Spanyol menekuk tuan lokasi tinggal Malta 2-0 pada pertandingan dua-duanya di kualifikasi EURO 2020 Grup F, Rabu (27/3). Dua gol La Furia Roja dalam laga ini dibeli semuanya oleh striker Alvaro Morata. Morata mencetak gol-gol tersebut di menit 31 dan 73. Itu ialah gol ke-14 dan ke-15 Morata guna Spanyol di panggung internasional. Morata mengukirnya di penampilannya yang ke-29.

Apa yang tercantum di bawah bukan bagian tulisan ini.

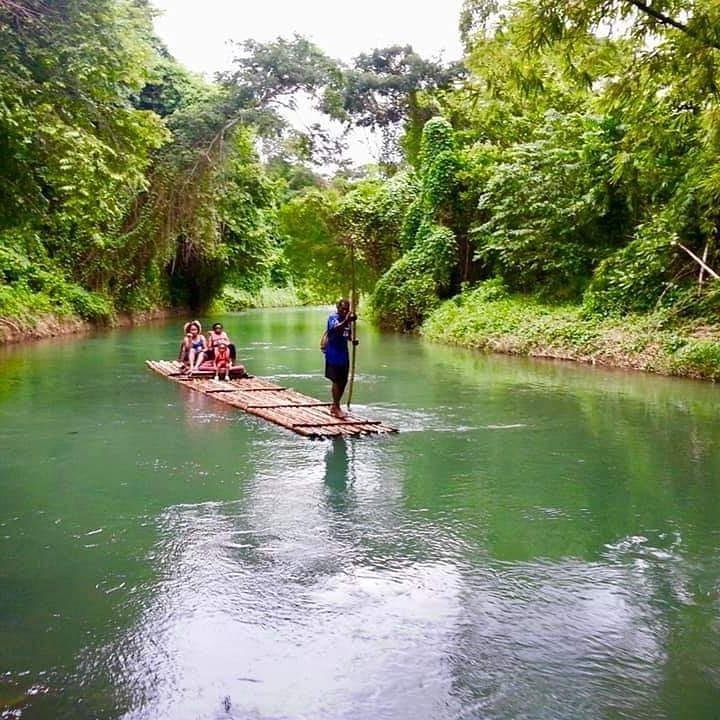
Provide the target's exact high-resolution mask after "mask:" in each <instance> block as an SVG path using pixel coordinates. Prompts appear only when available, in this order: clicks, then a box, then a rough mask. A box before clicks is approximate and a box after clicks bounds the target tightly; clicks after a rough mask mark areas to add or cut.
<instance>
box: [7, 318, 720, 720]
mask: <svg viewBox="0 0 720 720" xmlns="http://www.w3.org/2000/svg"><path fill="white" fill-rule="evenodd" d="M265 317H269V318H270V320H263V322H273V316H272V315H269V316H263V318H265ZM282 318H283V322H285V321H286V320H287V319H286V318H285V316H284V315H283V316H282ZM287 322H290V321H289V320H288V321H287ZM226 325H227V323H226ZM289 327H290V329H291V330H292V329H293V326H292V324H290V325H289ZM311 330H312V332H311V335H312V347H313V353H312V354H311V353H309V352H306V351H307V348H308V347H309V341H308V343H303V342H301V341H300V340H299V339H298V338H297V337H296V336H295V335H293V334H292V333H290V331H288V333H289V334H288V337H287V338H286V339H281V341H280V342H276V341H275V340H273V341H265V340H260V341H258V342H250V341H249V340H248V341H247V342H246V347H245V348H243V350H247V351H248V352H243V353H242V354H243V356H247V355H250V354H252V355H253V357H254V363H255V364H256V365H260V367H261V368H262V372H261V373H259V374H262V375H264V376H272V377H274V378H276V379H278V380H281V381H282V382H283V383H286V382H287V384H293V385H295V386H296V388H297V389H299V390H300V391H303V392H311V393H312V394H317V393H318V388H319V387H320V388H322V391H323V392H327V387H326V385H325V384H324V381H323V380H322V378H321V375H320V372H319V370H318V368H317V357H316V356H317V352H316V350H315V344H316V335H317V333H315V332H314V328H311ZM293 332H294V331H293ZM258 335H259V336H260V335H261V333H258ZM248 336H249V337H250V336H251V333H250V332H248ZM171 341H172V343H171ZM174 341H175V338H174V335H173V336H172V337H171V338H170V339H169V340H168V345H170V344H172V345H173V346H174ZM393 342H395V341H394V340H392V339H390V340H388V341H387V343H388V344H387V345H386V346H384V352H383V355H382V361H383V363H384V364H383V365H380V364H377V365H376V366H375V367H367V366H366V369H365V370H364V371H363V373H362V375H361V376H360V377H359V379H358V382H359V383H360V384H359V387H360V388H361V389H362V392H361V393H360V394H359V398H360V400H361V402H362V404H358V405H355V406H354V409H355V410H356V411H357V412H359V413H360V414H363V415H368V416H370V417H376V418H378V419H382V420H383V421H385V422H388V423H390V424H392V425H395V426H397V427H398V428H399V429H400V430H401V433H400V434H399V435H397V436H391V437H384V438H373V439H365V440H358V441H354V440H353V441H348V442H342V441H339V442H334V443H332V442H319V443H309V442H307V441H305V440H302V439H300V438H296V437H295V436H292V435H290V434H288V433H285V432H284V431H281V430H278V429H276V428H272V427H269V426H268V425H266V424H264V423H262V422H260V421H257V420H255V419H252V418H248V417H245V416H243V415H241V414H239V413H237V412H235V411H234V410H231V409H228V408H225V407H223V406H222V405H218V404H215V403H213V402H211V401H209V400H208V398H206V397H205V396H195V395H192V394H190V393H186V392H184V391H182V390H181V389H179V388H177V387H175V386H172V385H170V384H169V383H164V382H163V381H162V380H161V379H158V378H155V377H148V376H147V375H146V374H143V373H142V372H141V371H140V370H138V369H137V367H138V365H139V364H140V362H141V359H142V358H143V357H144V355H143V354H142V353H143V352H144V350H137V351H136V355H137V356H133V357H132V358H130V360H128V361H127V363H126V366H127V370H125V371H124V372H127V374H128V380H127V386H126V387H127V388H130V390H127V389H126V390H125V393H126V394H127V397H124V395H123V394H122V393H120V392H118V393H117V396H116V397H115V398H114V399H113V401H112V402H106V403H105V405H104V406H103V405H102V404H98V403H96V402H95V400H94V399H93V398H94V397H106V395H107V393H108V392H109V391H110V390H111V389H110V390H109V389H108V388H107V387H105V388H101V389H96V388H94V386H92V387H91V386H89V385H87V383H90V382H91V381H88V380H86V378H85V376H84V375H79V376H78V378H76V380H75V382H76V383H77V384H78V386H79V389H78V392H77V396H76V395H73V394H72V393H70V392H69V391H68V390H67V388H65V389H64V390H63V392H66V393H67V397H65V398H64V400H63V402H64V403H69V404H71V407H72V403H82V404H81V406H80V409H79V410H77V409H76V410H68V411H67V412H68V414H69V417H65V418H63V417H62V416H61V415H58V416H57V417H56V416H55V415H54V414H53V413H54V409H53V407H49V408H46V406H47V405H48V404H47V402H46V396H45V395H42V394H38V395H37V398H38V402H37V404H33V401H32V398H34V397H36V388H35V387H34V386H28V388H27V390H26V394H27V395H28V396H29V397H30V398H31V400H30V401H28V402H29V407H30V409H29V411H28V413H27V417H26V418H25V419H23V415H22V412H20V413H19V412H18V407H22V406H19V405H18V404H17V403H16V404H15V405H14V406H13V408H12V410H13V413H12V422H8V423H6V426H7V430H6V431H4V434H3V435H0V442H3V441H5V442H9V440H8V439H10V440H11V441H12V443H13V448H14V451H15V452H14V455H13V456H12V457H10V455H8V454H6V455H5V456H3V458H0V463H2V465H0V468H1V469H3V470H4V471H6V473H7V474H6V475H5V478H7V477H12V478H16V477H22V482H18V483H10V484H8V483H7V481H5V483H6V484H5V485H3V489H7V490H8V494H7V496H6V497H7V502H8V503H11V505H9V507H11V508H12V510H10V511H4V510H3V508H2V507H0V538H1V539H2V541H3V543H4V545H3V546H2V549H3V560H4V561H5V563H4V564H3V565H2V566H0V583H2V584H4V587H3V589H5V588H9V590H10V592H11V593H12V595H2V596H0V607H1V608H3V614H0V621H2V622H3V625H2V626H0V629H2V630H3V631H7V638H8V644H9V646H11V647H12V648H13V649H14V651H15V652H16V653H17V654H18V657H20V656H21V658H20V659H15V658H14V657H11V659H10V660H7V659H4V658H3V656H2V654H1V653H0V662H3V663H5V665H0V708H2V707H5V708H6V711H5V714H2V711H0V718H2V719H3V720H6V718H10V717H12V718H22V720H41V719H42V720H44V719H45V718H53V720H54V719H55V718H72V720H76V719H78V720H85V718H88V719H89V718H119V717H120V718H123V719H124V720H185V719H187V720H201V719H202V720H205V719H212V720H215V719H217V720H219V719H220V718H236V719H237V720H239V719H240V718H242V719H243V720H246V719H248V718H257V719H261V718H262V719H263V720H265V719H273V720H275V719H280V718H283V719H287V718H308V719H312V720H356V719H359V720H365V718H372V720H377V719H383V718H388V719H392V720H397V719H401V720H404V719H405V718H408V719H411V720H419V719H422V720H424V719H425V718H428V719H433V720H435V719H437V720H455V719H460V718H463V719H468V720H469V719H470V718H472V719H478V720H479V719H483V720H484V719H485V718H492V719H495V718H497V719H503V720H504V719H508V720H509V719H511V718H533V719H535V718H539V719H545V718H552V719H558V720H577V719H578V718H582V719H583V720H585V719H592V720H594V719H596V718H597V719H598V720H605V719H606V718H628V719H633V720H656V719H663V718H668V719H669V718H675V717H678V718H679V717H692V718H693V720H709V719H710V718H715V717H717V707H720V702H716V701H720V678H719V677H718V673H719V671H718V661H717V658H718V657H720V641H719V638H720V627H719V621H718V618H720V581H719V580H718V578H720V551H719V550H718V548H719V547H720V529H719V528H720V522H719V521H718V517H717V507H718V502H717V501H718V499H720V498H719V496H718V488H717V482H718V481H717V476H718V470H720V465H719V464H718V457H717V447H718V442H717V440H718V434H717V431H716V430H715V424H714V416H712V413H710V415H711V416H712V417H711V418H710V420H707V421H704V420H702V415H701V413H699V412H698V407H699V408H700V409H702V407H703V406H702V405H699V406H698V405H692V403H691V398H690V396H689V395H688V396H687V397H686V395H687V393H684V394H683V404H682V407H681V410H682V416H681V418H680V421H678V419H677V418H676V417H675V415H674V413H675V412H676V410H675V409H671V410H667V409H666V405H667V407H671V408H675V405H676V403H675V399H674V398H675V396H673V397H672V398H671V399H670V401H668V403H665V402H664V401H663V400H662V392H664V390H663V391H662V392H661V391H660V390H658V394H659V395H660V397H661V399H660V400H657V401H653V402H648V401H646V399H645V396H646V394H647V393H646V388H645V387H643V388H641V390H642V392H639V393H638V394H639V396H641V397H642V400H636V399H635V398H634V396H633V395H632V392H633V390H632V388H630V390H629V391H628V389H627V388H625V387H624V386H623V387H622V388H621V391H620V390H618V391H617V393H615V392H614V390H613V388H614V387H615V386H612V387H610V388H609V389H608V388H607V387H605V386H603V387H601V388H599V389H598V388H596V387H595V386H592V387H591V388H590V389H589V390H588V389H586V388H585V387H584V386H582V385H581V386H580V387H578V386H577V385H573V383H574V382H577V381H574V380H573V379H572V378H565V377H563V378H561V380H560V381H558V380H557V378H556V377H555V375H554V372H555V371H552V372H550V371H548V372H547V373H542V372H540V371H539V370H535V369H528V366H525V365H522V366H519V365H517V364H514V363H512V362H509V363H508V364H507V365H504V364H500V365H495V364H493V363H492V362H489V361H483V363H485V364H481V365H480V366H479V367H478V366H477V363H478V362H480V361H478V360H477V359H476V357H475V356H468V357H469V359H468V360H467V361H466V362H465V363H463V362H462V361H461V360H458V352H457V351H456V350H455V349H443V350H437V351H434V350H427V351H422V352H428V353H429V357H428V358H425V357H423V356H421V354H420V353H421V351H420V350H419V348H421V347H422V346H421V345H420V344H418V343H416V342H415V341H412V342H411V341H407V340H405V339H402V340H398V341H397V342H398V343H399V345H398V348H396V349H395V350H393V346H392V343H393ZM146 344H147V340H146V339H144V340H143V346H146ZM367 345H370V349H372V338H369V339H368V342H367V344H366V346H365V347H367ZM123 347H124V346H123ZM303 349H304V354H303V353H300V350H303ZM118 352H119V351H114V352H113V353H111V354H112V356H113V359H115V358H116V357H117V355H118ZM393 353H396V354H395V355H393ZM305 355H308V356H309V357H310V356H311V357H310V360H309V361H308V363H307V364H306V365H303V364H302V363H301V362H299V361H298V362H297V363H296V364H297V365H298V367H294V366H293V361H292V359H293V358H295V357H296V356H301V357H304V356H305ZM291 356H292V357H291ZM406 356H407V357H406ZM289 358H290V359H289ZM261 363H264V365H261ZM403 363H404V365H403ZM488 363H489V364H488ZM396 367H398V368H401V370H402V372H398V371H397V370H395V369H394V368H396ZM518 367H520V369H519V370H518V369H517V368H518ZM594 377H595V376H594ZM597 377H600V376H599V375H598V376H597ZM602 377H605V376H602ZM418 378H421V380H420V381H419V380H418ZM97 382H99V381H97ZM603 382H609V381H607V380H605V381H603ZM83 383H85V384H83ZM318 383H322V384H321V385H319V384H318ZM662 387H663V388H664V387H665V386H664V385H663V386H662ZM683 387H687V386H683ZM138 388H140V389H141V391H139V390H138ZM703 392H705V391H703ZM41 395H42V397H41ZM628 395H629V397H628ZM618 397H620V398H621V400H618ZM39 400H42V401H43V402H42V403H40V402H39ZM98 405H99V406H98ZM691 407H694V408H695V410H694V411H693V414H690V413H689V410H688V408H691ZM2 408H3V406H2V405H0V410H1V409H2ZM698 418H700V419H698ZM6 419H7V416H6ZM31 428H35V431H36V433H38V434H39V436H40V437H41V438H42V442H41V445H42V447H43V452H44V453H45V454H40V453H38V452H37V450H33V448H34V445H33V444H32V443H31V442H30V441H29V440H28V441H27V444H24V443H25V438H31V436H32V433H31V432H30V430H31ZM53 428H60V433H59V439H58V436H57V430H54V429H53ZM68 431H72V432H75V433H78V434H76V435H72V436H71V435H68ZM35 455H38V456H37V457H35ZM33 458H34V459H33ZM30 460H32V462H30ZM0 587H2V586H0ZM8 597H9V598H10V599H8ZM2 603H4V604H2ZM25 634H26V636H25ZM36 658H37V659H36ZM5 667H7V668H8V669H7V670H6V669H5Z"/></svg>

Morata telah mencetak 15 gol guna Spanyol melulu dalam 29 pertandingan semenjak debutnya pada November 2014. Selama periode yang sama, tak terdapat pemain-pemain Spanyol beda yang mencetak gol lebih tidak sedikit daripada Morata. Spanyol melewati dua laga kesatunya di grup ini dengan kemenangan. Sebelum menekuk Malta, mereka pun telah menjinakkan Norwegia. Berdasarkan keterangan dari Morata, timnya sedang di trek yang benar.

Lolos Secepat Mungkin

“Yang penting untuk kami ialah untuk dapat lolos secepat mungkin,” kata Morata sesudah laga melawan Malta, laksana dikutip UEFA.com. “Sepakbola telah tidak sedikit berubah dalam sejumlah tahun terakhir. Sekarang lebih sulit mengungguli tim-tim yang menumpuk pemain di belakang laksana ini.”

Alvaro Morata: Kemenangan Ini Untuk Luis Enrique

“Menang di sini krusial, namun kami punya semangat ekstra: kami hendak menang demi pelatih kami [Luis Enrique]. Semoga seluruh berjalan baik untuknya.”

Enrique memang tak dapat mendampingi timnya di laga melawan Malta. Dia absen sebab harus mengurus masalah keluarga.

Morata sendiri mengaku puas timnya bisa menang tanpa kehadiran Enrique. “Kami selalu berkeinginan memenangkan pertandingan yang kami hadapi, namun hari ini kami punya semangat tambahan guna menang,” buka Morata guna AS.

Demi Pelatih

Morata menyebut bahwa sang pelatih tengah berada dalam momen yang tidak lumayan baik saat ini, sehingga ia berangan-angan kemenangan ini dapat menciptakan sang pelatih lebih bahagia.

“Kami berkeinginan memenangkan pertandingan ini untuk pelatih kami. Dia pantas mendapatkan kemenangan ini dan kami selalu bersama dengan dia hingga akhir.”

“Dia tahu betul betapa bahagianya saya kembali ke tim ini. Kami berkeinginan lolos ke Euro 2020 sesegera mungkin, sehingga kemenangan ini sangat penting guna kami. Kami menang partai tandang dan kami fokus untuk pertandingan selanjutnya.

Doa Asensio

Di samping Morata, pada kesempatan ini winger Timnas Spanyol, Marco Asensio pun menyerahkan tribut guna Enrique.

Ia menilai pelatihnya saat ini membutuhkan penghiburan dan ia berangan-angan kemenangan ini bisa memperbaiki suasana hati sang pelatih.

“Kami mengirimkan pelukan untuk pelatih dari seluruh tim kami. Kemenangan ini untuk dirinya.” tandas winger Real Madrid tersebut.